Le preguntó qué hacía allí, él no supo muy bien que contestarle, pero en un instante pensó que era mejor que le dijera la verdad, sin entrar en detalles. Amalia le dio la mano, se olvidó de lo que fuera a hacer al sótano y lo llevó a su casa. Aquella, era una casa de verdad, con cocina, baño, muebles, olía a café recién hecho, se dejó llevar por la mujer que le iba empujando por detrás.  “Venga siéntate, supongo que no has desayunado…”.  “No señora, pero no tengo hambre no se preocupe”. Pero Amalia le preparó un bocadillo de atún, y el muchacho lo devoró.

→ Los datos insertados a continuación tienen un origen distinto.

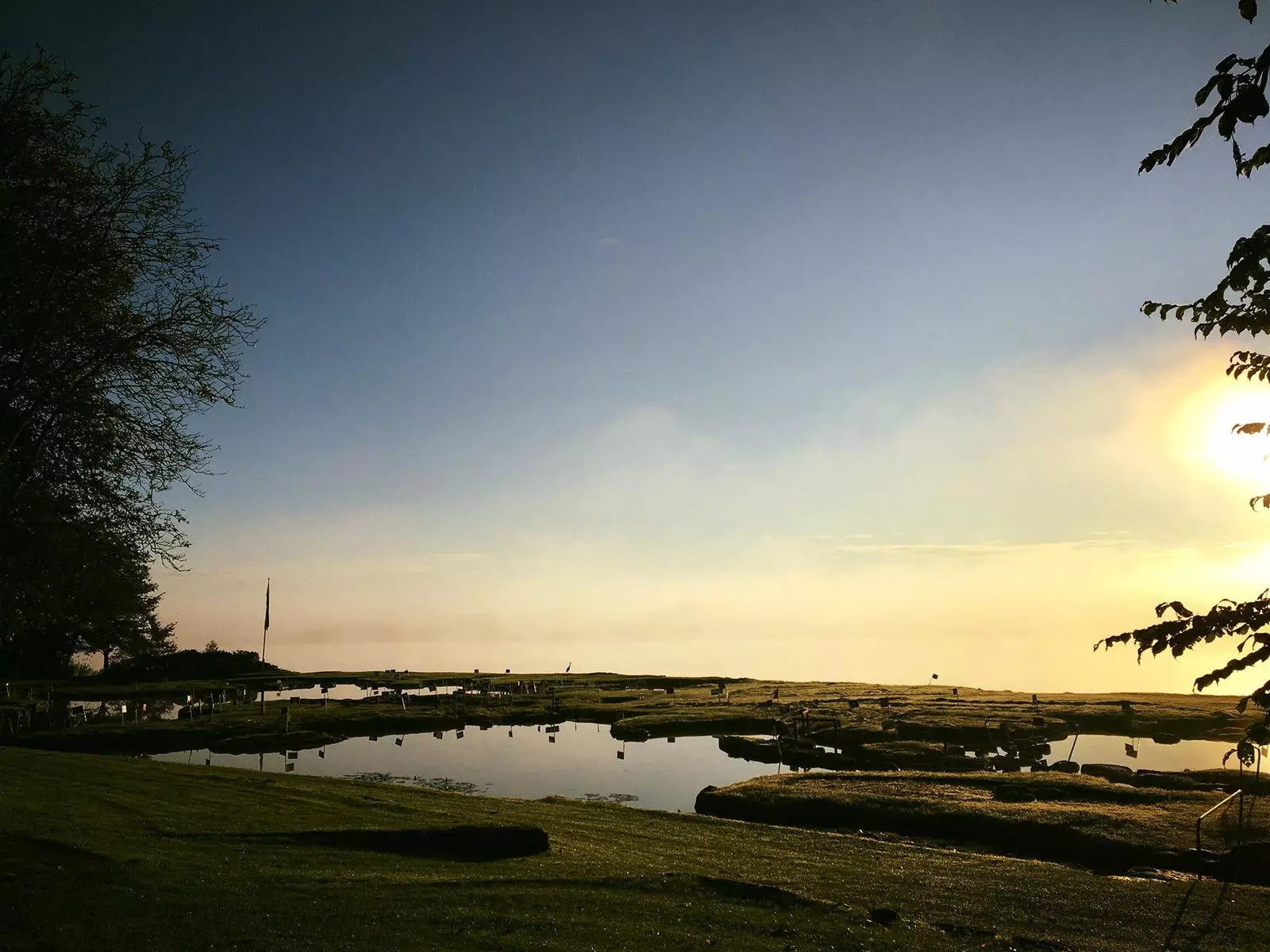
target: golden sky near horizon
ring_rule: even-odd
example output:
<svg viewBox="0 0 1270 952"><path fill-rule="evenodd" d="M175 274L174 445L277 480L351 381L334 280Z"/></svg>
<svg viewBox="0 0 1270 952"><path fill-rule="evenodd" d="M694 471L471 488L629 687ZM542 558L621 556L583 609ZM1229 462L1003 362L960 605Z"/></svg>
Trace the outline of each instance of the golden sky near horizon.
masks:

Después de presentarle a su marido Conrado, se juró a si mismo, que jamás olvidaría el nombre de aquellos buenos samaritanos. Después de todo esto, el matrimonio habló privadamente de que no podían echarlo a la calle bajo ninguna circunstancia, ese fue el inicio de la relación que los unió. Al principio cómo invitado suyo, luego como arrendatario del espacio que tenían bajo el piso, el sótano. Eso fue cuando encontró trabajo, y podía tener ingresos, hasta entonces, lo que pagaba era representativo, una miseria comparado con un alquiler normal.